Por qué consideramos esta la mejor frase de la vida
A veces, las lecciones más profundas no vienen de un libro de filosofía antigua, sino de la experiencia cotidiana, incluso de alguien más joven que te deja con el ojo cuadrado por su claridad. La magia radica en entender que la mejor frase de la vida no es una fórmula para el éxito financiero, sino un manual de supervivencia emocional. Vivimos aferrados a expectativas, queremos que la realidad se doblegue a nuestros caprichos, y cuando la realidad se pone terca (que es casi siempre), hacemos corajes que nos envejecen el alma.
El proceso de aceptación suele verse así:
- La etapa del volcán: Donde todo es culpa tuya por no haber previsto lo imprevisible.
- La etapa del dedo flamígero: Donde señalas a quien se deje, proyectando tu frustración.
- La etapa de la conspiración cósmica: Donde sientes que el mundo entero se puso de acuerdo para arruinarte el día.
- La etapa de la liberación: Donde respiras hondo, mandas todo a volar (metafóricamente) y recuperas tu tranquilidad.
Elegir la paz sobre la razón
Hay una diferencia abismal entre rendirse y dejar las cosas por la paz. Rendirse es de quien no lo intentó, pero soltar es de quien entendió que su paz mental vale más que tener la razón o que controlar lo incontrolable. Esta lección, que bien podría catalogarse como la mejor frase de la vida, nos invita a dejar de pelear batallas imaginarias. Nos pasamos la vida enojados: con la báscula, con la quincena que no llega, con el amor que no fue. Y al final, el único resultado es una gastritis marca diablo y un ceño fruncido permanente.

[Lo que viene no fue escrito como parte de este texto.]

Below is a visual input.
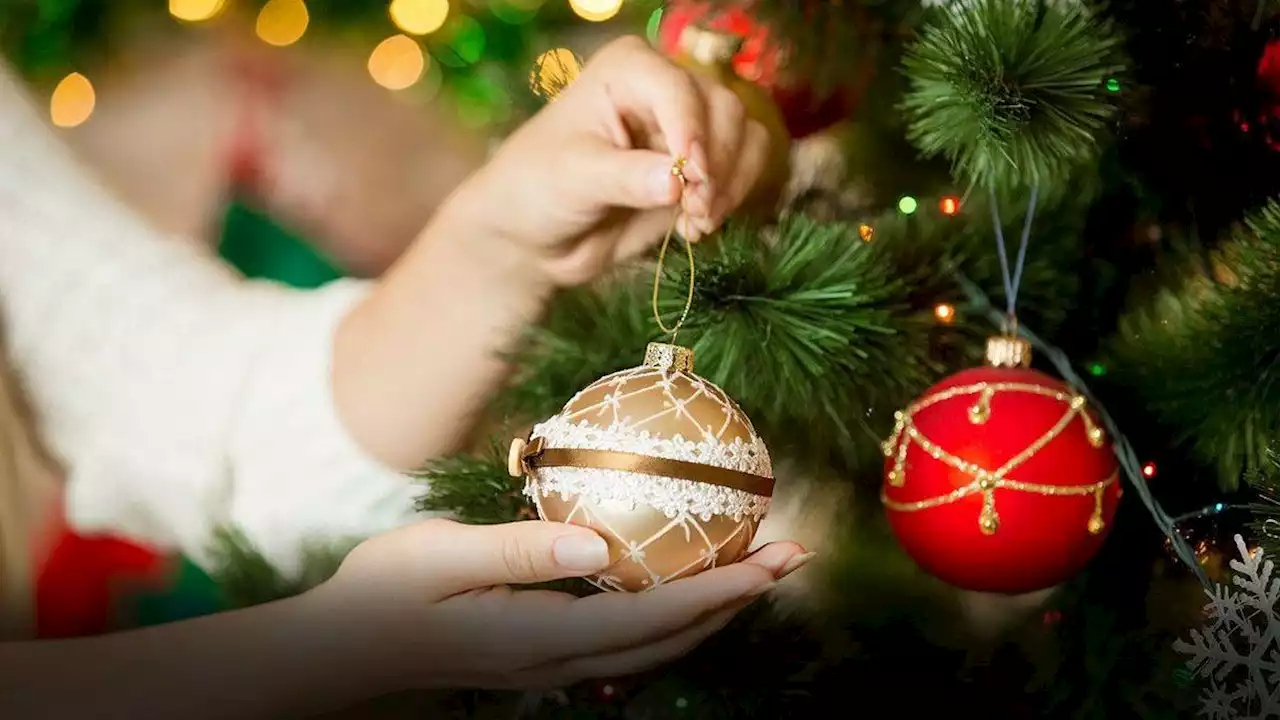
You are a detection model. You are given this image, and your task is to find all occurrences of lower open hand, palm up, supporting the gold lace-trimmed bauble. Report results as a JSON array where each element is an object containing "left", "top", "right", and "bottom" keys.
[{"left": 314, "top": 520, "right": 809, "bottom": 692}]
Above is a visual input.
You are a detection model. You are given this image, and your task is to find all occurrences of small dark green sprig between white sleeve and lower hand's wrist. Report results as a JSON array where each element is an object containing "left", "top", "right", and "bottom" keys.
[{"left": 211, "top": 520, "right": 356, "bottom": 609}]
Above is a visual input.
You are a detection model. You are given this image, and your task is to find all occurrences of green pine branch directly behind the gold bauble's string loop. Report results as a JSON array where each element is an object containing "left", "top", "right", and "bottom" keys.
[{"left": 497, "top": 215, "right": 940, "bottom": 473}]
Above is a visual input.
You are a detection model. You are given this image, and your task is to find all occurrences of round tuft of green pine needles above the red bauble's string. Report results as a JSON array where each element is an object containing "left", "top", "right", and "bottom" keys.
[{"left": 902, "top": 0, "right": 1123, "bottom": 188}]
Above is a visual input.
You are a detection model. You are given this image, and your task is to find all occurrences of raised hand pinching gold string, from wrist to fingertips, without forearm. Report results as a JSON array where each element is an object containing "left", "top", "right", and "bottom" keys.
[{"left": 435, "top": 32, "right": 769, "bottom": 286}]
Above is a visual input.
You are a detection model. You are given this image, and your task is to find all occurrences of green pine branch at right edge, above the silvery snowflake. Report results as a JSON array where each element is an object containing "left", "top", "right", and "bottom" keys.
[{"left": 1114, "top": 202, "right": 1280, "bottom": 489}]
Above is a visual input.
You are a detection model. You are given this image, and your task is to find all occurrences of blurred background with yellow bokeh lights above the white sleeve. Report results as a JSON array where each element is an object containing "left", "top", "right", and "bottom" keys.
[{"left": 0, "top": 0, "right": 658, "bottom": 286}]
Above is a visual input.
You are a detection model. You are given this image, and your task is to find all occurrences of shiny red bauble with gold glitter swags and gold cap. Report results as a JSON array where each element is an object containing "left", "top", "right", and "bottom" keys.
[{"left": 881, "top": 338, "right": 1120, "bottom": 594}]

Llega un punto en la madurez —que no tiene nada que ver con la edad, sino con los golpes que te das contra la pared— donde te das cuenta de que tienes dos sopas: o vives en un estado de furia perpetua, peleándote con tu sombra, o abrazas la calma del que sabe que hizo lo que pudo. Quedarse en la paz no es mediocridad, es inteligencia emocional nivel experto. Es mirar el caos, sonreír y decir: “ahí se ven”, para irte a disfrutar de lo que sí tienes, de lo que sí está y de lo que sí depende de ti. Así que la próxima vez que sientas que la bilis se te sube a la garganta, acuérdate de este mantra urbano y elige, por puro amor propio, dejarlo por la paz.